Apart from a few glorious weeks in June, summer 2017 was a bit damp and despite my hopes for an Indian summer, autumn is creeping in at speed. The hedgerows are splashed with the red of rosehips and hawthorn berries and soon the leaves on the trees will change colour and fall to the ground.
At night, I lay in bed and listen to conkers bouncing on the tin roof of the garage as they fall from the horse chestnut trees. This year there seem more conkers than ever and they litter the ground in profusion. We’ve already had the seasonal ritual of the first family conker fight, which I lost when the string pulled through my conker. I also discovered my aim is pretty useless compared to Bill, but apparently men tend to have a better understanding of trajectory because they pee standing up and so have applied the laws of physics from an early age! That’s my excuse.

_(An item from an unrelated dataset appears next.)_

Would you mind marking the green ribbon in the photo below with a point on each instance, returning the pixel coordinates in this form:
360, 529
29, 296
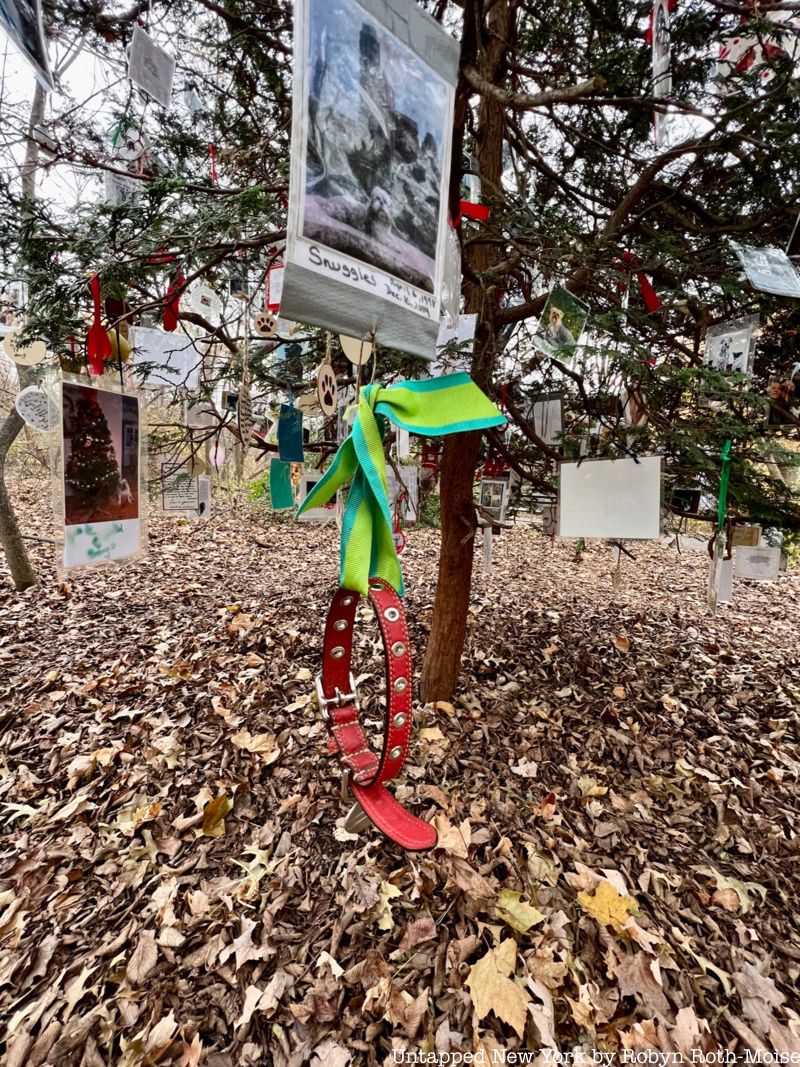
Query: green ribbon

The juicer has been retrieved from the cupboard in an effort to assuage my guilt at the number of apples lying on the ground in the orchard. In a nod to 5-a-day or 50-a-day or whatever arbitrary number health gurus are currently advocating, I’ve also started to throw in some beetroot, carrot and mint from the garden. It tastes surprisingly good, though not my preferred breakfast juice. Perhaps with a dash of vodka it would make an interesting pre-dinner cocktail.

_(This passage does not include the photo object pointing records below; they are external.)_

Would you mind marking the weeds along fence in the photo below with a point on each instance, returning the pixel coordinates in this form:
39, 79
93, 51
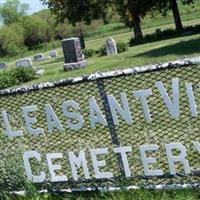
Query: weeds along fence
67, 134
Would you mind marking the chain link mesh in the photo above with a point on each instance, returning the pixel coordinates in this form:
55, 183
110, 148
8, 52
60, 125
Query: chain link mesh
161, 131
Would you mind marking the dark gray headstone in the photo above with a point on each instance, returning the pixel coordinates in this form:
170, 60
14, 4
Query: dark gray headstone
39, 57
2, 66
73, 54
111, 47
26, 62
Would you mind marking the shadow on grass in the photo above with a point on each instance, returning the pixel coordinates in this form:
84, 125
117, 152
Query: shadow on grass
180, 48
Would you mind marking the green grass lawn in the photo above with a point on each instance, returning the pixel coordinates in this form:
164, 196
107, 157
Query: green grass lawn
165, 50
155, 52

Most of the flowers in the garden and field verges have formed seed heads or withered away but the mayweed flowers are still looking fresh. Ruth tried to teach me how to make “Suicide Lino Prints” though I see she’s listed it on her course schedule as the rather less dramatic “Reduction Lino Printing”. It involves printing a multi-coloured image using only one block of lino, which is gradually cut away as progressively darker colours are printed. It needed a great deal more concentration than my usual jelly printing, but it proved good fun. If you’d like to see more of the process, you can read more here.
Autumn officially starts on Friday and while part of me can’t wait (because it’s my favourite time of year), there’s a certain wistfulness that we’ve reached the end of summer.
Though I won’t be sad when I pick the last of the courgettes.